One commitment, though, would have deterred Pound from out-and-out homophobia-- his attachment to ancient Greece. He could scarcely have remained unaware of the major role of same-sex love in that source culture.
Pound shared with the openly gay Jean Cocteau (1889-1963) an interest in reviving the classics so as to make them relevant to modern times. Unlike the mischievous Pablo Picasso, Pound refrained from attacking his French colleague on sexual-orientation grounds. He was always deferential to Cocteau.
Apart from the difference in orientation, the two poets present a number of striking similarities. Cocteau’s “Cap de Bonne Espérance” (1918), a homage to the aviator Roland Garros, is arguably the first long modernist poem in any language. Its collage-like techniques anticipate some of those found in The Cantos.
During the 1920s and 30s Cocteau reworked ancient Greek themes, including his dramatic versions of “Antigone,” “Oedipus Rex,” and “Orpheus.” Pound entered this field later with his renderings of Sophocles’ “Elektra” (1951) and “The Women of Trachis” (1953).
Both sought to integrate modernist music into the theater. In 1917 Cocteau wrote the scenario for the ballet “Parade,” with music by Erik Satie and sets by Picasso. “Oedipus Rex” (1925), with its Latin text, was a close collaboration with Igor Stravinsky. With the help of George Antheil, Pound wrote his own score for his opera “Le Testament de Villon” (1926).

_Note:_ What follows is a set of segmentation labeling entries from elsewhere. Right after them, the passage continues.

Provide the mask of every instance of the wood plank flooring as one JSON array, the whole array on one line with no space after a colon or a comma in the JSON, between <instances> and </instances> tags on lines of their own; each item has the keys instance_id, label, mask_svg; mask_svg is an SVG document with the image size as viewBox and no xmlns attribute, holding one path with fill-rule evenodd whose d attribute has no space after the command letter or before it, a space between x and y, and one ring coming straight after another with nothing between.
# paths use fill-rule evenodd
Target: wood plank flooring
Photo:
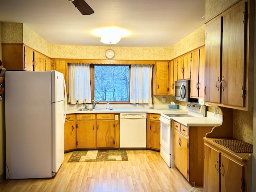
<instances>
[{"instance_id":1,"label":"wood plank flooring","mask_svg":"<svg viewBox=\"0 0 256 192\"><path fill-rule=\"evenodd\" d=\"M0 191L186 192L191 184L155 151L128 150L128 161L68 163L52 178L4 180Z\"/></svg>"}]
</instances>

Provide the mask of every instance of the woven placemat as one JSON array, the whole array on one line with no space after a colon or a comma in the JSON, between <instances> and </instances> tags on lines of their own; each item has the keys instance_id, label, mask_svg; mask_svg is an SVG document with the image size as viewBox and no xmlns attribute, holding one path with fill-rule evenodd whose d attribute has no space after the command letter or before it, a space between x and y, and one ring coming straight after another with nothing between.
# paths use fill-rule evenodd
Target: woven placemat
<instances>
[{"instance_id":1,"label":"woven placemat","mask_svg":"<svg viewBox=\"0 0 256 192\"><path fill-rule=\"evenodd\" d=\"M214 140L213 142L236 153L252 152L252 145L242 140Z\"/></svg>"}]
</instances>

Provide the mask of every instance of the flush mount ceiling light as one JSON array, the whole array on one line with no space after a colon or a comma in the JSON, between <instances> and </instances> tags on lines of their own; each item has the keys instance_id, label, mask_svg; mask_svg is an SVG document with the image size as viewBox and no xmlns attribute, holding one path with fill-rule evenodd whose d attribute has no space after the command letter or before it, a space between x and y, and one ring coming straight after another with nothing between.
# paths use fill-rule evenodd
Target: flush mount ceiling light
<instances>
[{"instance_id":1,"label":"flush mount ceiling light","mask_svg":"<svg viewBox=\"0 0 256 192\"><path fill-rule=\"evenodd\" d=\"M97 29L94 30L92 33L101 37L100 42L105 44L116 44L122 37L130 34L127 30L115 26Z\"/></svg>"}]
</instances>

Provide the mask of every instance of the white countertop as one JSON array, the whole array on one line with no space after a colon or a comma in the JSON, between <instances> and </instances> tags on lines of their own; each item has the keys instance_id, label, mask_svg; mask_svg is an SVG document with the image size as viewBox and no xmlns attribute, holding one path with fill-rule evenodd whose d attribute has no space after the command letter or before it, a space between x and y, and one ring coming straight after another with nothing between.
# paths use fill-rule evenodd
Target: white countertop
<instances>
[{"instance_id":1,"label":"white countertop","mask_svg":"<svg viewBox=\"0 0 256 192\"><path fill-rule=\"evenodd\" d=\"M219 119L209 117L174 116L172 120L187 126L214 126L222 123Z\"/></svg>"}]
</instances>

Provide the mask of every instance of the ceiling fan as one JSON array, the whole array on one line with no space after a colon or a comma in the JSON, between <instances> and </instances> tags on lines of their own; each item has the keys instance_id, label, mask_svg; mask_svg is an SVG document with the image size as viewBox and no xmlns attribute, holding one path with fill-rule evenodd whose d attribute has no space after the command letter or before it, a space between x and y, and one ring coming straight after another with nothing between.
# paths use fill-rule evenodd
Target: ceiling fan
<instances>
[{"instance_id":1,"label":"ceiling fan","mask_svg":"<svg viewBox=\"0 0 256 192\"><path fill-rule=\"evenodd\" d=\"M90 15L94 12L84 0L67 0L71 1L82 15Z\"/></svg>"}]
</instances>

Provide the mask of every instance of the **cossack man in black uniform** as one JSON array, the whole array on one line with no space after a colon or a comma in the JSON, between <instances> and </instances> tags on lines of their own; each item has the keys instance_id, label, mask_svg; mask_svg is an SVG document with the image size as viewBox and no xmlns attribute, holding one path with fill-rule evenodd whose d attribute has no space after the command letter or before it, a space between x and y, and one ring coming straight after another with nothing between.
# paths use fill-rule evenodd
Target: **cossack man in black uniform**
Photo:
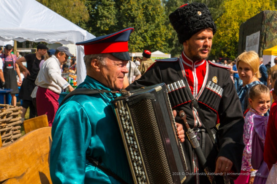
<instances>
[{"instance_id":1,"label":"cossack man in black uniform","mask_svg":"<svg viewBox=\"0 0 277 184\"><path fill-rule=\"evenodd\" d=\"M203 3L185 4L169 19L183 46L181 55L156 60L126 89L166 83L173 109L177 114L184 111L190 128L197 134L214 181L224 184L224 180L237 177L240 171L244 121L227 68L206 60L216 27ZM188 167L184 183L210 183L186 136L183 148Z\"/></svg>"}]
</instances>

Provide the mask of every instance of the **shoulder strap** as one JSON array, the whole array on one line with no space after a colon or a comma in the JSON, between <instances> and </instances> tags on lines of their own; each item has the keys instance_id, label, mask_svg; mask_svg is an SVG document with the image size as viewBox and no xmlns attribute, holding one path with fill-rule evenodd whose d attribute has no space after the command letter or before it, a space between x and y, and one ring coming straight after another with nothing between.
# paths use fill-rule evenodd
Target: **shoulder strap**
<instances>
[{"instance_id":1,"label":"shoulder strap","mask_svg":"<svg viewBox=\"0 0 277 184\"><path fill-rule=\"evenodd\" d=\"M106 91L106 92L111 92L110 91ZM77 94L97 94L97 93L101 93L105 92L104 91L100 90L94 90L92 89L88 89L88 88L77 88L72 92L70 92L68 93L63 99L61 103L60 104L59 107L60 107L64 103L64 102L68 99L69 97L77 95Z\"/></svg>"},{"instance_id":2,"label":"shoulder strap","mask_svg":"<svg viewBox=\"0 0 277 184\"><path fill-rule=\"evenodd\" d=\"M131 61L129 61L129 72L128 72L128 83L129 83L130 82L130 76L131 75ZM131 81L133 81L133 79L132 79Z\"/></svg>"},{"instance_id":3,"label":"shoulder strap","mask_svg":"<svg viewBox=\"0 0 277 184\"><path fill-rule=\"evenodd\" d=\"M92 158L91 157L87 156L86 157L87 160L89 161L90 162L92 163L93 165L96 167L98 167L100 170L103 171L105 174L108 176L112 176L115 179L119 182L122 184L127 184L127 182L125 182L122 178L120 178L119 176L117 175L116 174L109 170L109 169L103 167L102 165L100 165L101 163L97 161L95 159Z\"/></svg>"},{"instance_id":4,"label":"shoulder strap","mask_svg":"<svg viewBox=\"0 0 277 184\"><path fill-rule=\"evenodd\" d=\"M207 131L207 132L208 133L209 136L211 138L211 139L212 140L213 143L214 144L215 144L215 138L214 137L212 133L212 131L211 131L211 129L210 128L210 127L209 126L209 125L207 123L207 122L206 122L206 119L205 118L205 116L204 116L204 114L202 112L202 110L201 110L201 109L200 109L200 108L199 107L199 106L198 105L198 102L197 101L197 99L196 98L194 98L194 97L192 95L192 93L191 92L191 91L190 90L190 89L189 88L189 84L188 84L188 83L187 81L187 79L185 78L185 77L184 77L183 75L183 73L182 73L182 71L181 71L181 69L180 69L181 68L179 67L178 68L177 67L178 67L178 65L176 65L176 70L177 70L177 72L178 72L178 74L179 75L179 76L180 76L181 79L182 79L184 80L184 83L185 85L185 89L187 91L188 93L190 95L190 97L191 99L191 101L192 101L192 102L193 104L193 106L196 109L197 112L198 112L198 115L199 115L199 117L200 117L200 119L201 119L201 121L202 122L202 123L203 123L204 126L205 126L205 128L206 128L206 130Z\"/></svg>"}]
</instances>

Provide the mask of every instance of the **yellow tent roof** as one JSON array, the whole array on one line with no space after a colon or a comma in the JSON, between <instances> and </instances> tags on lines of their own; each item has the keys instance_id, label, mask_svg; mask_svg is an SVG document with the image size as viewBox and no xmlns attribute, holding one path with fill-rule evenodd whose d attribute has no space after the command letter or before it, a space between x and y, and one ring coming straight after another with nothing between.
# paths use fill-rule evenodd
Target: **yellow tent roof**
<instances>
[{"instance_id":1,"label":"yellow tent roof","mask_svg":"<svg viewBox=\"0 0 277 184\"><path fill-rule=\"evenodd\" d=\"M277 56L277 46L275 46L273 47L264 49L263 51L263 55L273 55Z\"/></svg>"}]
</instances>

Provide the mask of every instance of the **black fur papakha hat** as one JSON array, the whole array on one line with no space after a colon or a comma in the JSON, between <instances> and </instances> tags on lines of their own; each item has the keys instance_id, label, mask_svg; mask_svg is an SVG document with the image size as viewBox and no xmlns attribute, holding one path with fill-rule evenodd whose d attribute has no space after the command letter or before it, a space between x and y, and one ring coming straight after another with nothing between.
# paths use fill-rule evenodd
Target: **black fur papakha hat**
<instances>
[{"instance_id":1,"label":"black fur papakha hat","mask_svg":"<svg viewBox=\"0 0 277 184\"><path fill-rule=\"evenodd\" d=\"M201 29L210 27L214 35L216 26L205 4L184 4L169 15L169 20L178 34L181 44Z\"/></svg>"}]
</instances>

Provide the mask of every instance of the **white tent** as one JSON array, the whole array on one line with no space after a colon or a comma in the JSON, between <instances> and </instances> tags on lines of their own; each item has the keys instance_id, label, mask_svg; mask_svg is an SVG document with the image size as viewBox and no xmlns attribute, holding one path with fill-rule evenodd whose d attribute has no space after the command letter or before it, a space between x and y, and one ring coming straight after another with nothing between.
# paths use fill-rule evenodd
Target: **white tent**
<instances>
[{"instance_id":1,"label":"white tent","mask_svg":"<svg viewBox=\"0 0 277 184\"><path fill-rule=\"evenodd\" d=\"M273 67L275 65L274 59L276 57L277 57L277 46L263 50L263 59L264 65L267 64L270 61L271 67Z\"/></svg>"},{"instance_id":2,"label":"white tent","mask_svg":"<svg viewBox=\"0 0 277 184\"><path fill-rule=\"evenodd\" d=\"M142 57L142 52L134 52L134 56ZM131 54L131 53L130 53ZM157 50L151 53L151 58L162 59L162 58L170 58L171 54L165 54L159 50Z\"/></svg>"},{"instance_id":3,"label":"white tent","mask_svg":"<svg viewBox=\"0 0 277 184\"><path fill-rule=\"evenodd\" d=\"M0 40L75 44L95 36L35 0L0 0ZM76 46L78 84L86 74L84 50Z\"/></svg>"}]
</instances>

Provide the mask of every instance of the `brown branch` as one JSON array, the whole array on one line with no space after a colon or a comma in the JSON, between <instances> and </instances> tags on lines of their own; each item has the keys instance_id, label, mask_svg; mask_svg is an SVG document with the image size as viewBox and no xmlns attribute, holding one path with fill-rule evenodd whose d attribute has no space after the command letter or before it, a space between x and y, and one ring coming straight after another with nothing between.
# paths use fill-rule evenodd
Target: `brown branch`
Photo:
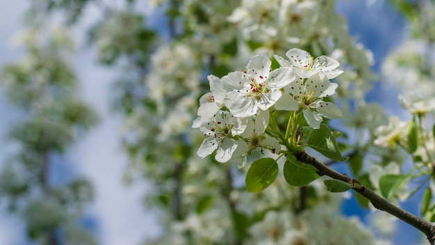
<instances>
[{"instance_id":1,"label":"brown branch","mask_svg":"<svg viewBox=\"0 0 435 245\"><path fill-rule=\"evenodd\" d=\"M420 231L425 233L430 244L434 244L435 225L434 223L395 206L373 192L373 191L370 190L369 188L360 184L356 180L352 179L345 174L340 173L334 169L329 168L304 152L297 151L295 153L295 157L296 157L298 161L311 165L317 168L319 175L327 175L333 179L350 184L355 191L368 199L370 203L373 204L375 207L379 210L386 212L418 229Z\"/></svg>"}]
</instances>

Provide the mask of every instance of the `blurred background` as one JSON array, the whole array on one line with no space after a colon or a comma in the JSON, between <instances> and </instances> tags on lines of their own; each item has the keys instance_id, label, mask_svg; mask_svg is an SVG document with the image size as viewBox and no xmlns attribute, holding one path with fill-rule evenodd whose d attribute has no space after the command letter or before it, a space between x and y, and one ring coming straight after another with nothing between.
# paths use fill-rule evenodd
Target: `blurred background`
<instances>
[{"instance_id":1,"label":"blurred background","mask_svg":"<svg viewBox=\"0 0 435 245\"><path fill-rule=\"evenodd\" d=\"M175 104L181 104L181 106L186 104L186 107L190 108L189 111L195 114L197 99L204 90L204 84L207 85L206 81L204 82L205 76L210 73L218 76L218 73L225 74L227 70L222 70L220 64L194 74L190 72L192 67L197 66L195 63L198 62L194 59L200 61L210 57L220 61L229 59L215 54L202 59L198 58L197 54L197 56L190 56L190 54L186 54L185 50L173 51L174 54L172 55L179 58L180 63L184 62L184 65L175 65L174 69L186 69L185 72L190 74L182 74L184 76L182 78L203 82L189 85L197 85L193 90L198 91L190 92L193 93L190 95L193 102L179 99L185 96L181 92L172 94L177 88L185 89L185 85L176 84L178 85L174 87L162 88L164 85L157 82L159 78L149 71L156 68L153 67L156 63L163 64L163 61L156 60L164 58L166 54L161 52L158 56L151 57L151 55L159 52L158 45L177 40L184 31L187 35L189 31L204 31L200 24L186 17L188 15L183 11L187 10L183 6L195 8L195 4L202 8L208 4L206 1L162 2L129 0L0 2L3 19L0 24L2 69L0 111L3 115L0 120L2 142L0 244L215 244L192 237L188 240L190 242L187 243L176 243L174 241L177 237L161 240L161 243L158 240L153 241L172 230L183 233L188 230L186 227L195 230L195 227L202 226L191 224L201 222L194 222L196 219L186 214L188 211L184 215L181 212L178 217L177 214L174 214L172 221L165 218L165 214L174 212L174 205L165 204L173 203L173 200L167 198L170 196L167 193L177 192L167 187L176 186L179 180L163 173L172 171L169 167L159 166L161 168L157 169L156 165L152 165L153 167L150 166L151 164L142 161L157 164L158 156L163 161L167 157L164 155L165 148L167 148L166 152L172 158L181 158L181 161L186 161L188 158L188 161L195 162L186 168L192 175L201 175L203 170L199 166L200 160L195 159L192 154L186 157L177 155L182 155L183 151L195 152L195 147L186 150L170 143L175 138L181 139L180 142L189 143L198 141L195 138L186 139L186 132L181 133L177 129L186 125L190 127L195 115L186 116L178 108L174 111L179 114L174 114L171 109L175 108ZM177 12L174 9L181 10ZM196 10L199 9L198 7ZM210 17L207 13L210 10L203 8L202 10L206 18ZM324 10L329 11L327 7ZM332 4L331 11L344 16L348 24L349 35L372 52L372 71L378 74L381 73L381 65L386 57L409 35L406 17L390 1L338 0L335 6ZM180 20L183 17L188 19ZM213 21L216 20L206 22L210 24ZM186 23L190 26L183 26ZM340 24L337 24L338 26ZM202 35L209 38L206 33ZM228 52L227 48L231 49L228 44L232 43L232 40L231 38L227 40L224 37L237 36L233 33L220 35L216 38L227 46L210 52ZM199 42L197 39L202 40L201 37L192 38L190 45L198 49L204 47L216 48L213 42L215 40L213 40L195 46ZM178 38L178 42L182 43L183 38ZM289 45L282 49L286 50L292 47ZM240 49L239 46L238 52L243 52ZM261 52L268 51L261 49ZM233 63L245 63L247 55L256 51L245 52L247 54L243 54L240 56L243 58L240 58L243 62ZM318 54L322 53L330 54L325 49ZM170 70L167 72L170 72ZM399 114L404 117L399 106L398 88L380 82L379 77L372 79L372 86L367 89L362 99L379 103L387 115ZM145 84L148 85L144 86ZM154 87L160 92L149 95L149 90ZM144 95L152 97L154 102L141 100ZM172 122L164 126L167 127L167 134L170 136L165 135L161 127L154 131L156 134L153 136L154 127L163 123L161 115L166 118L169 115L175 115L175 119L169 118ZM157 134L158 132L160 133ZM158 146L161 145L158 145L161 141L169 145ZM150 148L153 142L156 148ZM145 149L138 145L143 145ZM140 154L142 157L139 159L138 155ZM211 164L213 167L209 171L220 168L219 164ZM337 165L336 168L342 173L350 171L344 165ZM145 168L151 170L145 171ZM174 173L173 175L176 175L177 172ZM220 180L219 177L213 177ZM211 181L207 186L217 182L218 180ZM233 186L238 187L239 184L234 180ZM211 202L211 198L195 196L188 191L184 189L181 191L186 195L183 201L188 203L186 207L193 205L191 203L194 201L189 198L199 196L201 204L196 203L194 208L197 214L202 214L198 211L198 207L213 206L207 204ZM218 194L211 191L207 195L204 196ZM420 198L420 194L416 195L402 207L418 214L416 203ZM371 211L361 207L353 196L340 203L338 205L344 216L356 215L361 223L372 226L372 222L368 218ZM212 217L207 219L214 221L215 217ZM189 221L182 222L186 220ZM168 225L174 222L184 228ZM224 227L227 224L224 222L222 226ZM381 238L391 240L394 244L420 244L421 237L418 232L402 223L399 222L397 226L397 230L392 232L393 235L382 237L382 235ZM376 228L368 229L371 232L376 230Z\"/></svg>"}]
</instances>

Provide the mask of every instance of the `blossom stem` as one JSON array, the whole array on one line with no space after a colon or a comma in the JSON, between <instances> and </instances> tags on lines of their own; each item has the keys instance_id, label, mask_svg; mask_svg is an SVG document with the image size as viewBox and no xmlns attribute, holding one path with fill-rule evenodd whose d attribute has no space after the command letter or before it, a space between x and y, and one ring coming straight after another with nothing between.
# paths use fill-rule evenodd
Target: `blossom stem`
<instances>
[{"instance_id":1,"label":"blossom stem","mask_svg":"<svg viewBox=\"0 0 435 245\"><path fill-rule=\"evenodd\" d=\"M420 231L425 233L430 244L434 244L435 224L395 206L375 193L367 187L360 184L356 180L352 179L347 175L340 173L329 168L303 151L297 151L295 153L295 157L296 157L298 161L314 166L318 169L318 173L320 175L327 175L333 179L341 180L352 184L354 191L368 199L375 207L379 210L386 212L418 229Z\"/></svg>"}]
</instances>

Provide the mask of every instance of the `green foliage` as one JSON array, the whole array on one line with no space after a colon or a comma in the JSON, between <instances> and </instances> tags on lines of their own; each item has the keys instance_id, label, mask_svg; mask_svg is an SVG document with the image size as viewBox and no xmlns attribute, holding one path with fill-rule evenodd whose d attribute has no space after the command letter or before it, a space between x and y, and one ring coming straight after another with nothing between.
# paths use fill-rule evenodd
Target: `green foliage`
<instances>
[{"instance_id":1,"label":"green foliage","mask_svg":"<svg viewBox=\"0 0 435 245\"><path fill-rule=\"evenodd\" d=\"M297 161L293 155L287 156L284 172L287 183L295 187L306 185L320 177L315 168Z\"/></svg>"},{"instance_id":2,"label":"green foliage","mask_svg":"<svg viewBox=\"0 0 435 245\"><path fill-rule=\"evenodd\" d=\"M310 132L308 143L311 148L328 158L339 161L347 160L340 152L334 134L325 124L322 123L320 128Z\"/></svg>"},{"instance_id":3,"label":"green foliage","mask_svg":"<svg viewBox=\"0 0 435 245\"><path fill-rule=\"evenodd\" d=\"M49 150L62 152L72 142L69 128L59 122L38 118L15 126L10 134L13 139L26 148L42 153Z\"/></svg>"},{"instance_id":4,"label":"green foliage","mask_svg":"<svg viewBox=\"0 0 435 245\"><path fill-rule=\"evenodd\" d=\"M348 165L350 167L352 173L358 176L363 168L363 162L364 157L359 153L354 155L349 158Z\"/></svg>"},{"instance_id":5,"label":"green foliage","mask_svg":"<svg viewBox=\"0 0 435 245\"><path fill-rule=\"evenodd\" d=\"M350 189L350 184L337 180L325 180L323 183L331 192L344 192Z\"/></svg>"},{"instance_id":6,"label":"green foliage","mask_svg":"<svg viewBox=\"0 0 435 245\"><path fill-rule=\"evenodd\" d=\"M379 179L379 189L381 193L387 200L391 200L397 189L406 183L407 175L386 175Z\"/></svg>"},{"instance_id":7,"label":"green foliage","mask_svg":"<svg viewBox=\"0 0 435 245\"><path fill-rule=\"evenodd\" d=\"M373 187L373 184L372 184L372 182L370 180L368 173L365 173L362 175L361 176L359 177L358 181L359 182L360 184L369 188L370 189L372 189L372 190L375 189L375 187ZM358 203L363 207L368 208L369 203L370 203L368 200L364 196L363 196L361 194L359 193L358 192L355 192L355 194L356 194L355 197L356 198L356 200L358 201Z\"/></svg>"},{"instance_id":8,"label":"green foliage","mask_svg":"<svg viewBox=\"0 0 435 245\"><path fill-rule=\"evenodd\" d=\"M426 188L425 190L425 193L423 193L423 199L421 202L421 210L420 212L422 215L425 215L427 212L427 210L429 209L429 206L432 200L432 190L430 187Z\"/></svg>"},{"instance_id":9,"label":"green foliage","mask_svg":"<svg viewBox=\"0 0 435 245\"><path fill-rule=\"evenodd\" d=\"M258 192L272 184L278 175L278 164L272 158L254 161L246 174L245 183L250 192Z\"/></svg>"}]
</instances>

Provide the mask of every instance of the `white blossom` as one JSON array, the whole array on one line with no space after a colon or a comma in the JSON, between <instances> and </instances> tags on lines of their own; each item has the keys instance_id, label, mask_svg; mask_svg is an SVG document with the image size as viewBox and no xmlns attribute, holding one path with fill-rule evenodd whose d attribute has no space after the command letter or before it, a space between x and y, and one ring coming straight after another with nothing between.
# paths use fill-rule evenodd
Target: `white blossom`
<instances>
[{"instance_id":1,"label":"white blossom","mask_svg":"<svg viewBox=\"0 0 435 245\"><path fill-rule=\"evenodd\" d=\"M314 75L305 81L299 79L286 88L281 99L275 104L277 110L302 110L309 125L319 128L322 117L339 118L341 111L334 103L322 99L335 93L338 85L331 83L326 76Z\"/></svg>"},{"instance_id":2,"label":"white blossom","mask_svg":"<svg viewBox=\"0 0 435 245\"><path fill-rule=\"evenodd\" d=\"M243 133L246 126L246 118L236 118L228 111L219 111L213 121L204 123L200 127L204 135L208 137L204 140L198 149L198 156L204 158L217 150L215 159L222 163L241 156L244 152L233 154L238 145L245 142L234 136Z\"/></svg>"}]
</instances>

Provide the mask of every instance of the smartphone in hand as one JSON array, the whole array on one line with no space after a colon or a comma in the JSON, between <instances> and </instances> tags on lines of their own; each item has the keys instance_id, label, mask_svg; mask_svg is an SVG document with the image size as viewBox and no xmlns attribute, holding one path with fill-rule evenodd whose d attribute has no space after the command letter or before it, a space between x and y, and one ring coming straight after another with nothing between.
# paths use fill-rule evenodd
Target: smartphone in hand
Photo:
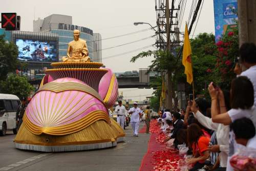
<instances>
[{"instance_id":1,"label":"smartphone in hand","mask_svg":"<svg viewBox=\"0 0 256 171\"><path fill-rule=\"evenodd\" d=\"M189 94L188 95L188 99L189 99L189 101L193 100L193 94Z\"/></svg>"}]
</instances>

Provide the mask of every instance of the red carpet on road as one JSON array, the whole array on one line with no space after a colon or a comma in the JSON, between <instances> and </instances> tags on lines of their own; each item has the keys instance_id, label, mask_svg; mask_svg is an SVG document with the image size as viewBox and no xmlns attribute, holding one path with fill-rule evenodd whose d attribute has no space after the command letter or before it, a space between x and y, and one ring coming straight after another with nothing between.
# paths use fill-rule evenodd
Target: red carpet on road
<instances>
[{"instance_id":1,"label":"red carpet on road","mask_svg":"<svg viewBox=\"0 0 256 171\"><path fill-rule=\"evenodd\" d=\"M152 133L148 143L147 145L147 152L144 156L141 164L140 165L140 171L150 171L153 170L153 163L154 160L153 158L154 153L158 151L164 150L166 149L165 145L158 143L156 141L156 138L158 135L160 129L158 127L156 127L157 123L156 120L153 120L150 123L150 132ZM157 126L158 126L157 125ZM143 127L144 128L144 127ZM142 131L143 128L142 128L140 131ZM159 130L155 130L158 129Z\"/></svg>"},{"instance_id":2,"label":"red carpet on road","mask_svg":"<svg viewBox=\"0 0 256 171\"><path fill-rule=\"evenodd\" d=\"M145 124L144 125L144 126L139 131L139 133L146 133L146 125Z\"/></svg>"},{"instance_id":3,"label":"red carpet on road","mask_svg":"<svg viewBox=\"0 0 256 171\"><path fill-rule=\"evenodd\" d=\"M157 120L152 120L150 125L151 134L147 152L141 161L140 171L177 170L180 160L184 159L179 155L178 151L167 149L166 144L162 143L165 136L160 134L160 127ZM140 130L140 133L144 128Z\"/></svg>"}]
</instances>

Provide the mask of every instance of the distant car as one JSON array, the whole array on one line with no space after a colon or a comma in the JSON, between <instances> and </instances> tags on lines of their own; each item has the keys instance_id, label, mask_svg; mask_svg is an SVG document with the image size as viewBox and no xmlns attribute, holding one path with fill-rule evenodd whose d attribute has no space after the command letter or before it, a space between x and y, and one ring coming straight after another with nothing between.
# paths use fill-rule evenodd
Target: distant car
<instances>
[{"instance_id":1,"label":"distant car","mask_svg":"<svg viewBox=\"0 0 256 171\"><path fill-rule=\"evenodd\" d=\"M123 73L120 74L119 76L120 77L129 77L129 76L136 76L138 75L138 73L134 73L132 71L125 71Z\"/></svg>"}]
</instances>

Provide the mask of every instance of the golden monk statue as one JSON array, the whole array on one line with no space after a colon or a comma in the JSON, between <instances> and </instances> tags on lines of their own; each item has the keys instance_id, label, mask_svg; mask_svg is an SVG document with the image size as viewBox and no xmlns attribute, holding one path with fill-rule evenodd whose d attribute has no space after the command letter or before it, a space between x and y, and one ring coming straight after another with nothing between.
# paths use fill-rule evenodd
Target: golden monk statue
<instances>
[{"instance_id":1,"label":"golden monk statue","mask_svg":"<svg viewBox=\"0 0 256 171\"><path fill-rule=\"evenodd\" d=\"M68 44L67 57L62 57L63 62L90 62L86 41L79 38L80 31L74 30L74 40Z\"/></svg>"}]
</instances>

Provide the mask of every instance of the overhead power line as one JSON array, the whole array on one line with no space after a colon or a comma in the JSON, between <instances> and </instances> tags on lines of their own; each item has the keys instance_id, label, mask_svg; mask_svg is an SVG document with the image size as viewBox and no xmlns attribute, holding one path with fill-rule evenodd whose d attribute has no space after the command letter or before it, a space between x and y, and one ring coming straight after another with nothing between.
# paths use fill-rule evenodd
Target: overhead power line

This was followed five years later when, at the behest of the BBC, he began work on another opera, “Cavalcanti.”
Informed by a certain aesthetic approach, both poets trended to the right in politics, leading to flirtation with the German occupier during World War II (Cocteau) and outright support of Mussolini (Pound).
In their later years both retired to pleasant seats by the Mediterranean, only to be compelled by circumstances to give them up. Still, their last years were blessed by the attention of faithful companions, Edouard Dermit (Cocteau) and Olga Rudge (Pound).
Finally, the two poets have at last made their way into the respective literary pantheons of their nations, Cocteau with two volumes in the Pléiade series (1999-2003) and Pound with one in the Library of America (2003).